- Traditional Chinese: 顏斐
- Simplified Chinese: 颜斐

Standard Mandarin
- Hanyu Pinyin: Yán Fěi

Yue: Cantonese
- Jyutping: Ngaan^{4} Fei^{2}

Courtesy name
- Chinese: 文林

Standard Mandarin
- Hanyu Pinyin: Wén Lín

Yue: Cantonese
- Jyutping: Man^{4} Lam^{4}

= Yan Fei =

Yan Fei (颜斐 (顏斐)), courtesy name Wenlin (), was a Grand Administrator of Jingzhao during the Three Kingdoms period.
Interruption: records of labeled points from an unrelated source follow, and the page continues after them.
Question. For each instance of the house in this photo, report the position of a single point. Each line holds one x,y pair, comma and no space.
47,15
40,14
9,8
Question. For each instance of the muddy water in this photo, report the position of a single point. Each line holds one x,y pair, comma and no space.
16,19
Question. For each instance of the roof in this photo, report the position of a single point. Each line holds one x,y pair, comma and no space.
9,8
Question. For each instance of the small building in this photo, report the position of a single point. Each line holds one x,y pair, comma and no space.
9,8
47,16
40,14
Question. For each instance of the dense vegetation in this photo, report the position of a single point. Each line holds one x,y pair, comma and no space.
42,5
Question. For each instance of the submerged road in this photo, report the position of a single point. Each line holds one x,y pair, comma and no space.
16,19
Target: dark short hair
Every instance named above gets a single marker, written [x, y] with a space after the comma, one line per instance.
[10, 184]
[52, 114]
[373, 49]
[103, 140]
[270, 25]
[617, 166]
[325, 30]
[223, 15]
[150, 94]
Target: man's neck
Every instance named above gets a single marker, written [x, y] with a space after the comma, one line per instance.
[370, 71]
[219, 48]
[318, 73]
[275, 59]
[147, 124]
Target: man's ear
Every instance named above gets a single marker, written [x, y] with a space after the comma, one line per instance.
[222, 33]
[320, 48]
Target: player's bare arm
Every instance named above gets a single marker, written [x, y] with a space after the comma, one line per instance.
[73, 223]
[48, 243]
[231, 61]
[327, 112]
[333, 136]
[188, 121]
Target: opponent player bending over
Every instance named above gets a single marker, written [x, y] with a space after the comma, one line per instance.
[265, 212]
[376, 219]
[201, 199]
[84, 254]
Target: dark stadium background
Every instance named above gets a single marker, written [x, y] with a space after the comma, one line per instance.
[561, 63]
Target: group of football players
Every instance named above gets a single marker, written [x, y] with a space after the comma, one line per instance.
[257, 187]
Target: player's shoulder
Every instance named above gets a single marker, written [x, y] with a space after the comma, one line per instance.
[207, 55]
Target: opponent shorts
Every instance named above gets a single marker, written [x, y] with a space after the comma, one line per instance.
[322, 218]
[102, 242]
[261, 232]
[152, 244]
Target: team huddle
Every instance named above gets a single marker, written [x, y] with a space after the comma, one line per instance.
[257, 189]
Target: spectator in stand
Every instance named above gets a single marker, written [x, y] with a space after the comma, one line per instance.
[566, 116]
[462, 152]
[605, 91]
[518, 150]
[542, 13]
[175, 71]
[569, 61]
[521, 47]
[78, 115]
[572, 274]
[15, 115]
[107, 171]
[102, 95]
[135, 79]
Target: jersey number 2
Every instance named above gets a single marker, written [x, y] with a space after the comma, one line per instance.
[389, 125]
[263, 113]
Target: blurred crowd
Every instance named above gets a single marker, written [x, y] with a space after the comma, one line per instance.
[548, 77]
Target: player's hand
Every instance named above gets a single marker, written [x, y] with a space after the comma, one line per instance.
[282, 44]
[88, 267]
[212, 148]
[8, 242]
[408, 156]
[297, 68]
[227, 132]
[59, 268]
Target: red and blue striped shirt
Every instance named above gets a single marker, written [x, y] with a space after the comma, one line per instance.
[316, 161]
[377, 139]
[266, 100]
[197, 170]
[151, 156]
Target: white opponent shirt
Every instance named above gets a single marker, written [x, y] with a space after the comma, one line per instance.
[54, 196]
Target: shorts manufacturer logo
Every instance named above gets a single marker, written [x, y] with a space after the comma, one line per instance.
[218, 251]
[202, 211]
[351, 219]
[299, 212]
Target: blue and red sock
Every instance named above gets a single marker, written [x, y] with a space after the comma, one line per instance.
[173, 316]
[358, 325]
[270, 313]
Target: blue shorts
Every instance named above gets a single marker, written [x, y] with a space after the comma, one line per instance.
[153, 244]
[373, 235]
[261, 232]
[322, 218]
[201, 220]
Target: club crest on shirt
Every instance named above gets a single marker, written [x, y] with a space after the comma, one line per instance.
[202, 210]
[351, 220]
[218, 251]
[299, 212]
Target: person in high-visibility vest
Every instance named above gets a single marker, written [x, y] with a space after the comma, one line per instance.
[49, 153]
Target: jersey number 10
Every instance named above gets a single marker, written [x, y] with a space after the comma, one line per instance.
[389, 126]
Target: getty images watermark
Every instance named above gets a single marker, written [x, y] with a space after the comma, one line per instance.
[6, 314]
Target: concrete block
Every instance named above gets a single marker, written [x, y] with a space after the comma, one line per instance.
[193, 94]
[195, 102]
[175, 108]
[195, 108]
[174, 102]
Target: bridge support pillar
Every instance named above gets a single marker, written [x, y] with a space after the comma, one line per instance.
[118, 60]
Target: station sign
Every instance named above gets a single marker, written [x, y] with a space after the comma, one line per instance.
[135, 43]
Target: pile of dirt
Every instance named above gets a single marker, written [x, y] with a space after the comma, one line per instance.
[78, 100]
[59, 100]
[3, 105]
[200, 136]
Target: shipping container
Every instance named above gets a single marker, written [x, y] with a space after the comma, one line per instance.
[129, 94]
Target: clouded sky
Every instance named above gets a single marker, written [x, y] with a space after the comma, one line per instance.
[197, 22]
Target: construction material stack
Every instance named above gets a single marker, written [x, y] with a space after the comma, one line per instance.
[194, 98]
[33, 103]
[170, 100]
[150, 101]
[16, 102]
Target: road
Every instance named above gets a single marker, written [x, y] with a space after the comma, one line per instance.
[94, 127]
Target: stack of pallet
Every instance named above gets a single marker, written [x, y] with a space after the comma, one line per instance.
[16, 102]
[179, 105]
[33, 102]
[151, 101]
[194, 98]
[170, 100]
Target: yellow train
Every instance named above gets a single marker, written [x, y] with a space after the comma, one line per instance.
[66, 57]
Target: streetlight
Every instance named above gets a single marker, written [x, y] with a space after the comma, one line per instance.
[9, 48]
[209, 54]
Yan Fei was from Jibei. When Cao Pi was the presumptive heir to the Cao Wei throne, Yan was one of his attendants. After Cao became the emperor, Yan was appointed a Gentleman-in-Attendance of the Yellow Gates, an official who served at the palace. After Jingzhao experienced a civil war and was conquered by the general Ma Chao, Yan "restored good and popular government" upon becoming the region's grand administrator. People at the time largely had little experience in farming. Yan encouraged his people to do urban agriculture work, suggesting that they use their leisurely time to farm. At his home, Yan started vegetable plots. Observing that the citizenry were in the predicament of lacking carts and cattle, he urged them to make carts, sell pigs and dogs, and buy cattle. Within two years, nearly all households had carts and cattle. According to the Chinese historical text Weilüe, under Yan's leadership, Jingzhao became the best of Yongzhou's ten prefectures.